この、どうしても拭えない “メイン担当はママである私”感。だから、夫が世話をすると何か「良きことをやってくれている、褒めるべきパートナー」と思わなくてはいけない感。そして、きっと世の中の多くの男性よりもやってくれているのだから、私は恵まれていると思わなければ……という「下をみて満足しておこう感(嫌な発想!)」……。

「男はゆっくり父になる」とか聞くけどさ。
ひとりだけ腹がでかくなる恐怖に耐え、痛みに耐え、ひとりの人間を腹から捻り出し、疲れ果てても休む間もなく、取扱説明書のない世界で検索し続けて、ねむれなくて、急速に母になるしか道がなかったのに、どうして“男”は、ゆっくりでいいのだろう。私だって、ゆっくり母になりたい。ほんとはまだ心の準備なんかできてない。まだ怖い。ビクビクしている。これが正解だよって教えて欲しい。誰かに頼りたい。頼れない。孤独。

もしかしたら昔のように「男は外で稼いで、女は家で育児と家事」とくっきりぱっきりと役割分担ができていれば、(女性の生き方への犠牲が大問題すぎるのだけど)育児に期待する気持ちや、育児のやり方云々について共有する必要もなくて、もう少し割り切れていたのかも、と考える。そんな風であれば、夫が夜中に起きなくても「お仕事を頑張って稼いできてくれている、そうやって育児に参加している」と考えられたかもしれない(いや、だからと言って、仕事を担う人は子育てに参加しなくていいとか、そういう話では全くないのだけど。気持ちの落とし所として、ね)。

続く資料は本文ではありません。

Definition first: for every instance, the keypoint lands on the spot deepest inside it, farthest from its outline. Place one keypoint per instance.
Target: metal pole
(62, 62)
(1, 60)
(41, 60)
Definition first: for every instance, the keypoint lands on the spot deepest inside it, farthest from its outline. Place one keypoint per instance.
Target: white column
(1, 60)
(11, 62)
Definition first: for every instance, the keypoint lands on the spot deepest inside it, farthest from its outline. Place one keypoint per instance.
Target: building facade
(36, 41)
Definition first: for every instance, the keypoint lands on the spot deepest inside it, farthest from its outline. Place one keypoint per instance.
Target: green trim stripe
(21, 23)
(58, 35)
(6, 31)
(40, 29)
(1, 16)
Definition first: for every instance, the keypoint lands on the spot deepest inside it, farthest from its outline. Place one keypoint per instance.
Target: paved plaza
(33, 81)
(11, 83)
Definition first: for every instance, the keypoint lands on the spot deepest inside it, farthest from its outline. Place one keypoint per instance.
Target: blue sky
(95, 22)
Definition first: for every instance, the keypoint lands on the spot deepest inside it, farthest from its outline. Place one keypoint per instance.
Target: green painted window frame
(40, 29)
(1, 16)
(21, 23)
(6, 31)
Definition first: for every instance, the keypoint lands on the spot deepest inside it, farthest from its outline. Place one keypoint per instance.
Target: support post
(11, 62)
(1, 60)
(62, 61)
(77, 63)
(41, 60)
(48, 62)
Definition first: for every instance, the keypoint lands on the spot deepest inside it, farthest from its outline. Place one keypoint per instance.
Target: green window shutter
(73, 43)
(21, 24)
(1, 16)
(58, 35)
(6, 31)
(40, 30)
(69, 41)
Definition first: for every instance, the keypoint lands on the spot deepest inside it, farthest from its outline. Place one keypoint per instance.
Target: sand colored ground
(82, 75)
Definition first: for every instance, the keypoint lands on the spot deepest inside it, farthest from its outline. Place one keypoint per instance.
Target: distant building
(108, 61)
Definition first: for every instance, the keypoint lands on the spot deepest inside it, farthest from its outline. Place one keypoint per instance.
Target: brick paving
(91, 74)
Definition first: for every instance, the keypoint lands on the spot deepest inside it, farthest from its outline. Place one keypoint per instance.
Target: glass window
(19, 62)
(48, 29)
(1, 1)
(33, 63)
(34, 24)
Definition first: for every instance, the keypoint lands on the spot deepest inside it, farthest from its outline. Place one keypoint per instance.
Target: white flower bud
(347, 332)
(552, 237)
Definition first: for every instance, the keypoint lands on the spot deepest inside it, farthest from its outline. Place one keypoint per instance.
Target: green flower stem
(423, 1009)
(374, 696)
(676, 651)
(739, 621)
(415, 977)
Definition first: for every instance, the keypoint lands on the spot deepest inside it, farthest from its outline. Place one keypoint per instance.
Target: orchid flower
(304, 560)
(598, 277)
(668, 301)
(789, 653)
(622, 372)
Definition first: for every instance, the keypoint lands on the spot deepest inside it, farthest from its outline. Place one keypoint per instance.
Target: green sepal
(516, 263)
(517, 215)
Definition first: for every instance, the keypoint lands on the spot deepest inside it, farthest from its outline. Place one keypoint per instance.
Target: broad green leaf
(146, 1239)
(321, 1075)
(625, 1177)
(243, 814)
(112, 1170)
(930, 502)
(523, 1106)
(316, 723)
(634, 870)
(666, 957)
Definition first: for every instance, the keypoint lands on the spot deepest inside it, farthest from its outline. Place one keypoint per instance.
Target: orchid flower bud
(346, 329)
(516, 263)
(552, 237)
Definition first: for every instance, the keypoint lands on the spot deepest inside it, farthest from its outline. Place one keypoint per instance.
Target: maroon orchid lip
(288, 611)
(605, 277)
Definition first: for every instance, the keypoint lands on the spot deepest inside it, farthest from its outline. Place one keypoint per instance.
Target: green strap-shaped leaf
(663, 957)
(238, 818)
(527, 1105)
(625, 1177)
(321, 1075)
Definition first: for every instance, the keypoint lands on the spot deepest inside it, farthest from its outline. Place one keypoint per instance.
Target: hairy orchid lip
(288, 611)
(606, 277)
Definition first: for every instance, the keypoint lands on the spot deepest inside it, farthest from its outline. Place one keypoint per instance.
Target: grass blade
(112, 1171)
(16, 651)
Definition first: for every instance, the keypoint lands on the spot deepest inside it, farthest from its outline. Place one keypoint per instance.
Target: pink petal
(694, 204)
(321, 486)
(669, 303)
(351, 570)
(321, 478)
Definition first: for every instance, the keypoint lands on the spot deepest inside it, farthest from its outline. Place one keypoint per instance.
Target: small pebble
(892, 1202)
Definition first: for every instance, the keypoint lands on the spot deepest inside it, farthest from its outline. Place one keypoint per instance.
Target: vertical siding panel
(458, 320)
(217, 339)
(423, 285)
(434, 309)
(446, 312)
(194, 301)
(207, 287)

でも残念ながら、私たちは令和に生きる共働きフリーランス夫婦。
二人とも、いい意味で性別的役割に囚われすぎず、フラットに暮らしてきたからこそ、育児においても「同じくらい担ってほしい」と願ってしまう。でも、この考え方が諸悪の根源なのだろうか。夫に「育休を取ってほしい」と伝えていたけど、育休を取らなかったのは夫の選択。どう考えれば、自分に負担がたっぷりのしかかっているこの状況を肯定できるのかがわからない。けれど同じ状況の友人もいなくて、相談もできない。

時代は過渡期。家庭に押し込められていた女性たちがやっと自分たちの生き方を取り戻そうとしている最中だけれど、社会も男性も、女性自身も追いついていなくって、思考も生き方もまだチューニングできていなくって、ロールモデルもいなくて、それが、苦しい。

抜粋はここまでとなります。